Laura Bush was the first to speak at the event, emerging from behind the left-hand side of stage. She told the audience about how her husband got into painting.
“He always had a perspective of an artist and as a president when he painted,” the former First Lady said.
Bush started by painting his family’s dogs then moved up to more challenging subjects, like world leaders.
Rising up from the audience, Bush headed to the stage following his wife’s opening remarks. He thanked the partners of the Bush Center.
“We’re proud to be partners with SMU, the undefeated football team,” he joked.
Bush then introduced a panel of his painting teachers assembled on the stage, including Gail Norfleet, Sedrick Huckaby and Jim Woodson. Meredith Land, an anchor for NBC 5, was also on hand to help lead the discussion.
The three painting teachers have become his dear friends over the years, Bush said.
“They are all not only my mentors, but all teachers at different universities,” he said. “Here’s the theme, if you’re an artist you have to be a teacher to make a living.”
Norfleet is an art professor who became Bush’s first painting instructor. Norfleet explained how she was in shock when he asked her to teach him. She said yes but was hesitant.
“How are you going to feel about me standing behind you and criticizing your paintings?” she asked.
“I’m used to scrutiny,” Bush joked.
Norfleet said she started Bush off with the basics, including paintings of cubes and watermelons. He then learned to contrast colors and became adventurous with his second painting instructor, Woodson. Eventually, Bush moved on to deeper subjects including painting the portraits of 98 physically or mentally wounded veterans in his book, “Portraits of Courage.”
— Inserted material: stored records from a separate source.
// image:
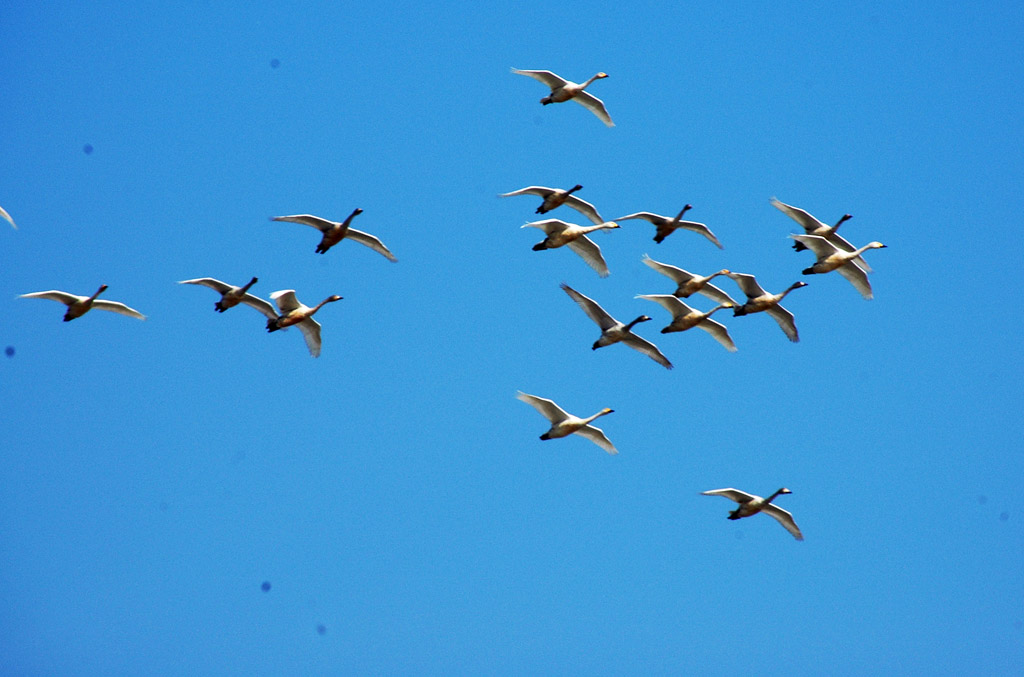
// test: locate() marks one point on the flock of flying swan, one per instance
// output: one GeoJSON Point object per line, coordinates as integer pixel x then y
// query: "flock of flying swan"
{"type": "Point", "coordinates": [833, 253]}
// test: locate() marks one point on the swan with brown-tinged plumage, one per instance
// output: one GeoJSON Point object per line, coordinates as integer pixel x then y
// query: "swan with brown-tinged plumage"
{"type": "Point", "coordinates": [758, 300]}
{"type": "Point", "coordinates": [613, 331]}
{"type": "Point", "coordinates": [752, 505]}
{"type": "Point", "coordinates": [79, 305]}
{"type": "Point", "coordinates": [294, 313]}
{"type": "Point", "coordinates": [561, 234]}
{"type": "Point", "coordinates": [563, 90]}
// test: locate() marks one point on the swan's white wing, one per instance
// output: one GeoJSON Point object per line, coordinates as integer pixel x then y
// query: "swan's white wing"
{"type": "Point", "coordinates": [857, 278]}
{"type": "Point", "coordinates": [784, 518]}
{"type": "Point", "coordinates": [647, 216]}
{"type": "Point", "coordinates": [669, 302]}
{"type": "Point", "coordinates": [114, 306]}
{"type": "Point", "coordinates": [731, 494]}
{"type": "Point", "coordinates": [548, 409]}
{"type": "Point", "coordinates": [595, 106]}
{"type": "Point", "coordinates": [785, 321]}
{"type": "Point", "coordinates": [547, 77]}
{"type": "Point", "coordinates": [307, 219]}
{"type": "Point", "coordinates": [216, 285]}
{"type": "Point", "coordinates": [716, 294]}
{"type": "Point", "coordinates": [259, 304]}
{"type": "Point", "coordinates": [799, 215]}
{"type": "Point", "coordinates": [3, 212]}
{"type": "Point", "coordinates": [593, 310]}
{"type": "Point", "coordinates": [584, 208]}
{"type": "Point", "coordinates": [310, 332]}
{"type": "Point", "coordinates": [286, 300]}
{"type": "Point", "coordinates": [597, 436]}
{"type": "Point", "coordinates": [549, 225]}
{"type": "Point", "coordinates": [676, 274]}
{"type": "Point", "coordinates": [56, 295]}
{"type": "Point", "coordinates": [591, 253]}
{"type": "Point", "coordinates": [718, 330]}
{"type": "Point", "coordinates": [748, 284]}
{"type": "Point", "coordinates": [816, 244]}
{"type": "Point", "coordinates": [529, 189]}
{"type": "Point", "coordinates": [840, 243]}
{"type": "Point", "coordinates": [371, 242]}
{"type": "Point", "coordinates": [646, 347]}
{"type": "Point", "coordinates": [702, 229]}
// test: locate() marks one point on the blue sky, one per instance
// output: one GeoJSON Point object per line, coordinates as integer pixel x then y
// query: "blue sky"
{"type": "Point", "coordinates": [393, 492]}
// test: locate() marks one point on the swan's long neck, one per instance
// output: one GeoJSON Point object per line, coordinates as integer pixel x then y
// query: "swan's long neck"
{"type": "Point", "coordinates": [596, 416]}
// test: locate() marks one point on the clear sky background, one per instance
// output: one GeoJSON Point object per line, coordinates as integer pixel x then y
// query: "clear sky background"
{"type": "Point", "coordinates": [393, 492]}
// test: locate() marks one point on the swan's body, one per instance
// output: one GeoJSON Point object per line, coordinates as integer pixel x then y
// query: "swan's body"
{"type": "Point", "coordinates": [666, 225]}
{"type": "Point", "coordinates": [563, 90]}
{"type": "Point", "coordinates": [561, 234]}
{"type": "Point", "coordinates": [758, 300]}
{"type": "Point", "coordinates": [688, 284]}
{"type": "Point", "coordinates": [6, 216]}
{"type": "Point", "coordinates": [564, 424]}
{"type": "Point", "coordinates": [752, 505]}
{"type": "Point", "coordinates": [683, 318]}
{"type": "Point", "coordinates": [815, 227]}
{"type": "Point", "coordinates": [79, 305]}
{"type": "Point", "coordinates": [230, 296]}
{"type": "Point", "coordinates": [613, 331]}
{"type": "Point", "coordinates": [295, 313]}
{"type": "Point", "coordinates": [830, 258]}
{"type": "Point", "coordinates": [335, 233]}
{"type": "Point", "coordinates": [554, 198]}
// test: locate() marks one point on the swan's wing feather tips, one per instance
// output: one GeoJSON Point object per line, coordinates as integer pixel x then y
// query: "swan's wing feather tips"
{"type": "Point", "coordinates": [371, 242]}
{"type": "Point", "coordinates": [114, 306]}
{"type": "Point", "coordinates": [597, 436]}
{"type": "Point", "coordinates": [547, 408]}
{"type": "Point", "coordinates": [595, 106]}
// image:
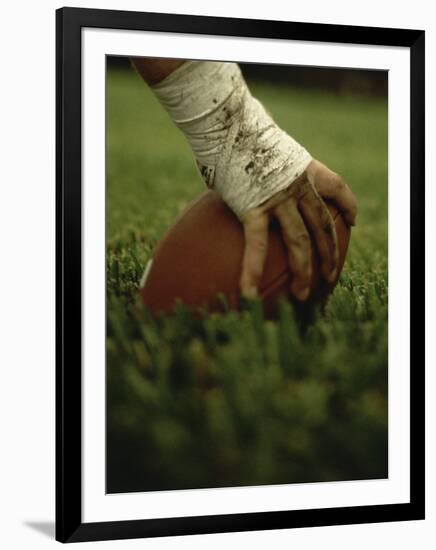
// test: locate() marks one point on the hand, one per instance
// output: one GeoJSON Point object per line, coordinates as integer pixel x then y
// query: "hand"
{"type": "Point", "coordinates": [301, 212]}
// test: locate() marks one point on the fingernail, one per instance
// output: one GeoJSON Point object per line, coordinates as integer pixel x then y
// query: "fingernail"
{"type": "Point", "coordinates": [250, 292]}
{"type": "Point", "coordinates": [332, 276]}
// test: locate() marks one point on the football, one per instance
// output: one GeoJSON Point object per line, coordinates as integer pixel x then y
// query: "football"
{"type": "Point", "coordinates": [198, 262]}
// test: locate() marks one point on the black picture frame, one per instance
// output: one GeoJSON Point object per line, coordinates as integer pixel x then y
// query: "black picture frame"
{"type": "Point", "coordinates": [69, 525]}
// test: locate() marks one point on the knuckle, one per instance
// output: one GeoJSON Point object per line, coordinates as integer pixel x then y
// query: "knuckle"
{"type": "Point", "coordinates": [301, 240]}
{"type": "Point", "coordinates": [338, 182]}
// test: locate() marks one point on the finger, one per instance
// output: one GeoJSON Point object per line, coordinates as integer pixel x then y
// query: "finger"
{"type": "Point", "coordinates": [253, 261]}
{"type": "Point", "coordinates": [299, 247]}
{"type": "Point", "coordinates": [322, 227]}
{"type": "Point", "coordinates": [335, 189]}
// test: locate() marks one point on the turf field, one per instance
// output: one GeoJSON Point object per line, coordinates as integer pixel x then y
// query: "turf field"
{"type": "Point", "coordinates": [234, 399]}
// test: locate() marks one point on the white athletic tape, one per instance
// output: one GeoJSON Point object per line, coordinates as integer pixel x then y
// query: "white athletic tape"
{"type": "Point", "coordinates": [239, 149]}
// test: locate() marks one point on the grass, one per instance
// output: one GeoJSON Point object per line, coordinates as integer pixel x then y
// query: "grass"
{"type": "Point", "coordinates": [235, 399]}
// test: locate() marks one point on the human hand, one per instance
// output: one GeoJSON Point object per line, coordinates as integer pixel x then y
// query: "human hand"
{"type": "Point", "coordinates": [301, 213]}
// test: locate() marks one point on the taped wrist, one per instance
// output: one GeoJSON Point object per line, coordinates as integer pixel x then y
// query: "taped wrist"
{"type": "Point", "coordinates": [239, 149]}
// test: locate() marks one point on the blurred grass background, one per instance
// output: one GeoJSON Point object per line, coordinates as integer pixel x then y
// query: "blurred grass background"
{"type": "Point", "coordinates": [234, 399]}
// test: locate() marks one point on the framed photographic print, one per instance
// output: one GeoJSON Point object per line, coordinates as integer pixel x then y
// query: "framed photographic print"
{"type": "Point", "coordinates": [240, 274]}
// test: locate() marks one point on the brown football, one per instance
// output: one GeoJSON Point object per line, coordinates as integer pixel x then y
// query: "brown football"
{"type": "Point", "coordinates": [200, 257]}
Sedrick Huckaby told the audience how Bush was equally passionate about the veterans themselves as he was with painting their portraits. Bush personally knew each of their stories.
“When content and form come together, you have a really good dynamic,” Huckaby said.
The accompanying exhibit “Portraits of Courage” will be on display at the Bush Center through Oct. 17.
Meredith Barnes, Bush Center Associate, explained her admiration for the former president’s paintings.
“Each and every piece has an important meaning and Bush took the time to paint every one of them,” Barnes said.
Bush is currently working in the studio of his North Dallas home on paintings dealing with trees on ranches.